La Norma aumenterà certamente il fatturato delle aziende che producono bioplastiche e in Italia, Novamont è leader nel settore, ma ci sono altre aziende che producono sacchetti biodegradabili e anche all’estero colossi come la Basf producono questo articolo.

Anche Catiuscia Marini, la presidente della Giunta regionale dell’Umbria, ha espresso parere contro chi, sempre secondo la Marini, fomenta odio politico. (Ma indirettamente contro i cittadini che indicano questa spesa come una tassa occulta).

RISPETTO PER L’AMBIENTE
Tutto quello che serve per contenere l’inquinamento ambientale è sempre visto con favore. Dalle centraline che ci informano che si è superata la soglia “delle polveri sottili” e ci obbligano a fermare le auto, all’introduzione di provvedimenti che abbattano la componente di plastica nel packaging dei prodotti, eppure questo Provvedimento sta risultando impopolare e desta contestazioni e rimedi fai da te, per evitare l’acquisto dell’ormai tanto odiato sacchettino bio.
Quello che il cittadino non può tollerare è che i costi degli incarti (qualunque essi siano) fin’ora sono stati sempre considerati dall’esercente, nella formazione del prezzo finale delle merci.

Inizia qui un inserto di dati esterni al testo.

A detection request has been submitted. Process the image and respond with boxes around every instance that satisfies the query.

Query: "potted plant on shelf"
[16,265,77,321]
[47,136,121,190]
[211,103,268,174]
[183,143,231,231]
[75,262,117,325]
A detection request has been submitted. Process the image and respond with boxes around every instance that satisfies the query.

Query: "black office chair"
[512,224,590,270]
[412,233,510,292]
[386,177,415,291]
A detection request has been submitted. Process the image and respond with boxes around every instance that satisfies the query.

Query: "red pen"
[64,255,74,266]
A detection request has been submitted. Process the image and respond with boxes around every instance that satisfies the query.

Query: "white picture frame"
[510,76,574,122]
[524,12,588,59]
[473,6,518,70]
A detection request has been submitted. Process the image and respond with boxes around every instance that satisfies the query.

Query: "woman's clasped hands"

Adesso in osservanza della Legge, i costi devono essere computati a parte e a carico del cliente che decida di comprare patate sciolte…

IL POPOLO SOVRANO
Non accade spesso, anzi quasi mai, che al cittadino spetti davvero di decidere cosa sia giusto fare e cosa no, anche in questo caso, nascosta tra le “pieghe” di una Legge varata nello scorso agosto, quando le distrazioni vacanziere, inducevano a pensare ad altro, piuttosto che alle letture dei Provvedimenti legislativi, ci siamo ritrovati con un’ulteriore piccola spesa imposta dal Governo.

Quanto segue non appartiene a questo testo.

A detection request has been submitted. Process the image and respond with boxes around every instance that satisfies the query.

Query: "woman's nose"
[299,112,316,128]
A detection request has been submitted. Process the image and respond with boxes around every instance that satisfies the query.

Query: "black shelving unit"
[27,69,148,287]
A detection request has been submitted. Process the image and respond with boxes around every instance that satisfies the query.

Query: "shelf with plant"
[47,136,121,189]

I vincoli che in tutta onestà, appaiono davvero pretestuosi, sulla impossibilità del riutilizzo e di buste portate da casa, lasciano trasparire senza ricorrere a troppa dietrologia che nell’obiettivo della Legge, possa concretamente celarsi la volontà di dar una mano al produttore della busta bio.
A nulla varranno proteste e artifizi fantasiosi per bypassare quanto ormai stabilito come il ricorso all’acquisto di merci già confezionate, poichè il prezzo del prodotto risulta comunque più alto proprio in ragione del costo di confezionamento. Ma col tempo, finiremo con l’abituarci come abbiamo fatto in passato con le altre buste, più capaci e atte al contenimento e trasporto della spesa, che attualmente hanno un costo alla cassa che varia dai 10 centesimi in su.

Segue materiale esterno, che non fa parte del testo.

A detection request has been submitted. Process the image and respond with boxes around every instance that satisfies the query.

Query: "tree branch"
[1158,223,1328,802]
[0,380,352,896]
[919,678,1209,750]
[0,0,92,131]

Le generazioni che ci hanno preceduto, erano use recarsi al mercato con le “sporte” della spesa, elemento immancabile nel corredo della casalinga per gli acquisti quotidiani per la famiglia. Oggi forse dovremmo riadottare tale abitudine e ricominciare a portare con noi, oltre al telefonino e le chiavi dell’auto, anche le buste di tela o a maglia che magari non recheranno il logo del supermercato, ma possono essere riusate più e più volte, faremo comunque un favore all’ambiente e non in ragione di un 40% di biodegradabilità ma del 100% di impatto zero.